High-grade glioma (HGG) are the most aggressive malignant primary brain tumor in adults
with a median survival rate of 12-15 months. It still carries a poor prognosis despite
aggressive treatment, which includes tumor resection followed by chemo-radiotherapy
cycles. The inter-patient and intra-patient tumor heterogeneity is one of the responsible
factors for the high aggressiveness of solid malignant tumors and their resistance
against effective therapies.
Due to the extremely complex and heterogeneous biology of this tumor, the same treatment
for all approach does not work well in this disease, and standard of care is not always
the best option, calling for precision medicine to select the best therapeutic option in
the right moment to each patient. This requires quantitative medical imaging, patient
profiling, prognosis estimation, and expected response to treatment for objective
decision making along with the patient management.
The Hemodynamic Tissue Signature (HTS) methodology, included in the ONCOhabitats site
(www.oncohabitats.upv.es), provides an automated unsupervised method to describe the
heterogeneity of the enhancing tumor and edema areas in terms of the angiogenic process
located at these regions.
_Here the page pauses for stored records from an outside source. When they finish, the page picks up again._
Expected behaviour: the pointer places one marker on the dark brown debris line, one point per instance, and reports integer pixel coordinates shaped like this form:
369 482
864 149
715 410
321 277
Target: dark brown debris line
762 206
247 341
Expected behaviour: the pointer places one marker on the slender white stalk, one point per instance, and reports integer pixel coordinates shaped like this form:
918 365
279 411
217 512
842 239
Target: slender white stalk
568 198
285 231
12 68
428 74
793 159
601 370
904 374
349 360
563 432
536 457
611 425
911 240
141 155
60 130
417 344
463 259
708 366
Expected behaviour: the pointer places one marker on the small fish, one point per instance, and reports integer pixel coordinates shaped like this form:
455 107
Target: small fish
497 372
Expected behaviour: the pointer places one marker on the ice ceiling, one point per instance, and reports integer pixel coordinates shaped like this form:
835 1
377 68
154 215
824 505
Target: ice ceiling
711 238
HTS considers 4 habitats within the tumour: 1) the HAT habitat,
which refers to the high angiogenic enhancing tumor part of the tumour, 2) the LAT
habitat, which refers to the less angiogenic enhancing tumor area of the tumour, 2) the
IPE habitat, which refers to the potentially infiltrated peripheral edema, and 4) the VPE
habitat, which refers to the vasogenic peripheral edema of the tumour (Juan-Albarracin et
al, 2016). Perfusion imaging markers, such as relative cerebral blood volume, can be
calculated from these different vascular habitats, and they have been proven as
clinically relevant for prognosis. The HTS methodology, as well as the prognostic
capacity of these perfusion imaging markers, have been validated with a retrospective
multicenter study that included 184 high-grade glioma patients from 7 European centers.
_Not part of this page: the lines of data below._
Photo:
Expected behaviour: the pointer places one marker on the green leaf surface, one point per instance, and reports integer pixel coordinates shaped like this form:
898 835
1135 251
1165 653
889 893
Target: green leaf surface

Furthermore, relevant associations have been found between the perfusion markers and
clinical-routine biomarkers, such as IDH mutation, MGMT methylation (Fuster-Garcia et al,
2020), molecular subtype or microvessel area.
Considering these promising results and, in order to develop a decision support system
based on pixel level Artificial Intelligent models for deciding treatment in high-grade
glioma, it is necessary to develop a prospective study and to validate at biological
level the vascular habitats defined by the HTS methodology.
The proposed objectives are based on the following hypothesis:
I. Since the tumor and edema HTS habitats (HAT, LAT, IPE and VPE) have been proven as
different in relation to their hemodynamic and vascular behavior, the main hypothesis are
that these are habitats are also significantly different at the vascular, tissular,
cellular and molecular level.
II. Significant associations between the perfusion imaging markers calculated with the
HTS methodology and both molecular and histopathological markers (useful in prognosis,
monitoring and evaluation of therapies) have been found in previous studies. Therefore,
the hypothesis are that relevant associations between the imaging markers and
clinical-routine biomarkers, such as molecular and histopathological markers, exist.
III. Preliminary studies have shown associations between the perfusion imaging markers
and molecular markers related with the immune action/suppression. In addition, previous
works have demonstrated that immune and genomic correlates of response to immunotherapy
treatments, such as anti-PD-1, in glioblastoma. Therefore, to find correlations between
these immune and genomic signatures with perfusion imaging markers can be useful for
decision making and evaluation of immunotherapies.
IV. Preliminary retrospective studies have demonstrated robust association between the
perfusion imaging markers calculated at high and low angiogenic habitats and patient
overall survival. These robust associations between the perfusion imaging markers and
survival times will be demonstrated with a prospective study.